Register a NotebookLM notebook in the local library so it can be
AI agents use add_notebook to create or update resources in Notebooklm — usually the action step of a workflow, after the agent has gathered context. Every call changes real data in your Notebooklm environment.
This tool creates a new notebook entry in a local library, which is a reversible write operation. It does not retrieve data (Read), execute arbitrary code (Execute), delete data (Destructive), or move money (Financial). The impact is limited to adding metadata about a notebook to a local registry, making it a low-severity Write action.

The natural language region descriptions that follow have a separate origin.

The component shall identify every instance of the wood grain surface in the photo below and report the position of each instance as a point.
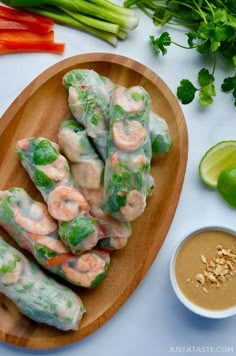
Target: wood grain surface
(37, 111)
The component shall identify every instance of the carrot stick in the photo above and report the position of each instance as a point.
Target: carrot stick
(26, 36)
(25, 17)
(17, 47)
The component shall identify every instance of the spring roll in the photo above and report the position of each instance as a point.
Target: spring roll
(31, 226)
(127, 168)
(87, 89)
(89, 103)
(88, 170)
(50, 172)
(159, 134)
(38, 296)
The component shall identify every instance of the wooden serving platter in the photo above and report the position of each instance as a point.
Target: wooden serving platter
(37, 111)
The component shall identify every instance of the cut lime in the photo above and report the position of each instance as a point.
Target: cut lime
(218, 158)
(226, 186)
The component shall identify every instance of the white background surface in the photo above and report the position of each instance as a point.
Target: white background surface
(152, 322)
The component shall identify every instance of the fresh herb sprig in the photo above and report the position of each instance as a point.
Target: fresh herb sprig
(213, 24)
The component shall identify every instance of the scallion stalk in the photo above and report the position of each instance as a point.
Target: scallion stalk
(64, 19)
(114, 7)
(87, 20)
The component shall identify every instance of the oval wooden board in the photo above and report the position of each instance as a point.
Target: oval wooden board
(37, 111)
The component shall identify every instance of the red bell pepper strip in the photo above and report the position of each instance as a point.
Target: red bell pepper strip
(26, 36)
(24, 17)
(17, 47)
(14, 25)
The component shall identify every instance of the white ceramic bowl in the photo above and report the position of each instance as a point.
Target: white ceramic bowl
(216, 314)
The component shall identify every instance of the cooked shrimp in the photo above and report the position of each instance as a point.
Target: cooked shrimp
(14, 275)
(50, 243)
(65, 203)
(130, 100)
(118, 242)
(90, 241)
(88, 173)
(128, 134)
(57, 170)
(136, 162)
(36, 220)
(73, 99)
(115, 228)
(87, 268)
(135, 205)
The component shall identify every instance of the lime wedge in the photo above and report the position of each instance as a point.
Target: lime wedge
(218, 158)
(226, 186)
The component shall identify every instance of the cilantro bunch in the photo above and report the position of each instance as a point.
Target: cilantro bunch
(213, 29)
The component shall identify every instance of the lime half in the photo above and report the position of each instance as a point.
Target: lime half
(218, 158)
(226, 186)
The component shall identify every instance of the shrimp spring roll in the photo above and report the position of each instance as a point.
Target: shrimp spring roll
(29, 223)
(127, 167)
(89, 103)
(50, 173)
(159, 135)
(87, 89)
(88, 170)
(36, 295)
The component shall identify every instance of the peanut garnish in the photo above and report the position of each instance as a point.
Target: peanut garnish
(218, 270)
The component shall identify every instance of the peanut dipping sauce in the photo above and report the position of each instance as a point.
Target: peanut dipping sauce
(189, 264)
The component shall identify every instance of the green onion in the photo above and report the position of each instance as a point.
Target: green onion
(64, 19)
(101, 18)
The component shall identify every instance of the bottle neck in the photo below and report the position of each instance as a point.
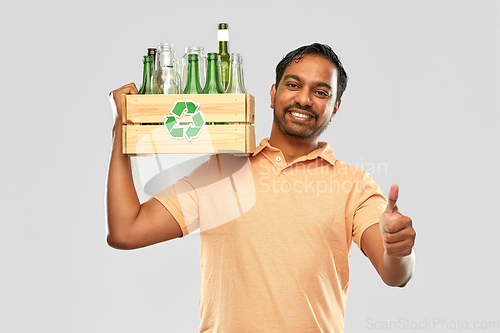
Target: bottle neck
(193, 82)
(223, 39)
(212, 85)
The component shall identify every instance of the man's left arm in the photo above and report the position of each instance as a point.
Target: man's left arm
(389, 244)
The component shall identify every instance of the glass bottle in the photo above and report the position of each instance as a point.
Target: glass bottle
(202, 64)
(193, 77)
(147, 73)
(166, 79)
(213, 86)
(236, 85)
(223, 39)
(152, 52)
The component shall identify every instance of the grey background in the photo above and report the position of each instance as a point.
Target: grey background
(422, 102)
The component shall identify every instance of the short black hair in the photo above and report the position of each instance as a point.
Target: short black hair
(317, 49)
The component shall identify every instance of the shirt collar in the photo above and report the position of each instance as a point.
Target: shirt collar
(322, 151)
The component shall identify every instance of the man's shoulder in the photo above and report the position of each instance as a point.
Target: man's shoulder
(344, 168)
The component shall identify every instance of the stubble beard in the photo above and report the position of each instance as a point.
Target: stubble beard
(305, 132)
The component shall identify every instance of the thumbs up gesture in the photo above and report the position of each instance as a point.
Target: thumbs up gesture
(396, 229)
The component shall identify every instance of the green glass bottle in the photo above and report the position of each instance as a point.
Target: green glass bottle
(213, 86)
(193, 81)
(147, 73)
(223, 39)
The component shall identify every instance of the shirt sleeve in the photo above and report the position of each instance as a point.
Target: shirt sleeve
(182, 199)
(370, 206)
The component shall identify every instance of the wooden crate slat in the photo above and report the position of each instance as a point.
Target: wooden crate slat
(154, 139)
(227, 108)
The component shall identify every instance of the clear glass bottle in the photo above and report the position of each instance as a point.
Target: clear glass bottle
(152, 52)
(223, 40)
(193, 77)
(236, 84)
(147, 74)
(166, 79)
(202, 64)
(213, 86)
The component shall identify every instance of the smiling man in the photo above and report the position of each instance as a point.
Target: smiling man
(276, 227)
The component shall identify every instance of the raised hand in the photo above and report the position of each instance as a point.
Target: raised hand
(396, 229)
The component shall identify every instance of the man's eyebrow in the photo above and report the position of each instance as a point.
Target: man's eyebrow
(292, 76)
(317, 83)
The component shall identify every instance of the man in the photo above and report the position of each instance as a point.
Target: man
(277, 228)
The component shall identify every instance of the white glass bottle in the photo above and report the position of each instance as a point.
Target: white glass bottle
(166, 79)
(236, 84)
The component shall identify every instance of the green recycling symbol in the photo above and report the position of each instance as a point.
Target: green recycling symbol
(194, 128)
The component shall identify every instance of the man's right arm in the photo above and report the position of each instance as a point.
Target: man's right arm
(132, 225)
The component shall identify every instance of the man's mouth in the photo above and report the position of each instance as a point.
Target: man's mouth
(300, 115)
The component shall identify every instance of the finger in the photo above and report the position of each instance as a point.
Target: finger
(398, 224)
(393, 197)
(128, 89)
(401, 236)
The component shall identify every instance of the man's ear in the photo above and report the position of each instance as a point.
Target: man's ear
(336, 109)
(273, 93)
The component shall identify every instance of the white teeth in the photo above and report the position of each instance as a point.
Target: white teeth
(300, 115)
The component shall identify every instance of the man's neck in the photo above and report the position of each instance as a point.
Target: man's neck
(291, 149)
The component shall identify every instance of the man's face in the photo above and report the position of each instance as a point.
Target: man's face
(304, 101)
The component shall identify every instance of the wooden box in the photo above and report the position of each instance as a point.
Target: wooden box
(196, 124)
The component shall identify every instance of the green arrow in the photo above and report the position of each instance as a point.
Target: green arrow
(192, 107)
(178, 108)
(192, 132)
(170, 122)
(198, 119)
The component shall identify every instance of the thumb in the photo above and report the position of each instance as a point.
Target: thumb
(393, 197)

From the tool's definition Tool name is 'add_notebook' and description states 'Register a NotebookLM notebook in the local library so it can be'. The word 'Register' and 'add' indicate data creation/modification in a local library structure.
Attacks that exploit this kind of access
Register a NotebookLM notebook in the local library so it can be. It is categorised as a Write tool in the Notebooklm MCP Server, which means it can create or modify data. Consider rate limits to prevent runaway writes.
Register the Notebooklm MCP server in PolicyLayer and add a rule for add_notebook: allow, deny, rate-limit, or require approval. Point your MCP client at the PolicyLayer proxy URL and the rule is enforced on every call, before it reaches Notebooklm. Nothing to install.
add_notebook is a Write tool with medium risk. Write tools should be rate-limited to prevent accidental bulk modifications.
Yes. Add a rate_limit block to the add_notebook rule in your PolicyLayer policy. For example, setting max: 10 and window: 60 limits the tool to 10 calls per minute. Rate limits are tracked per agent session and reset automatically.
Set action: deny in the PolicyLayer policy for add_notebook. The AI agent will receive a policy violation error and cannot call the tool. You can also include a reason field to explain why the tool is blocked.
add_notebook is provided by the Notebooklm MCP server (notebooklm-mcp). PolicyLayer sits as a proxy in front of this server to enforce policies before tool calls reach the server.
Every MCP server has a record like this.
Type a name, get the same breakdown: verified identity, auth posture, risk grade, capabilities, recommended policy.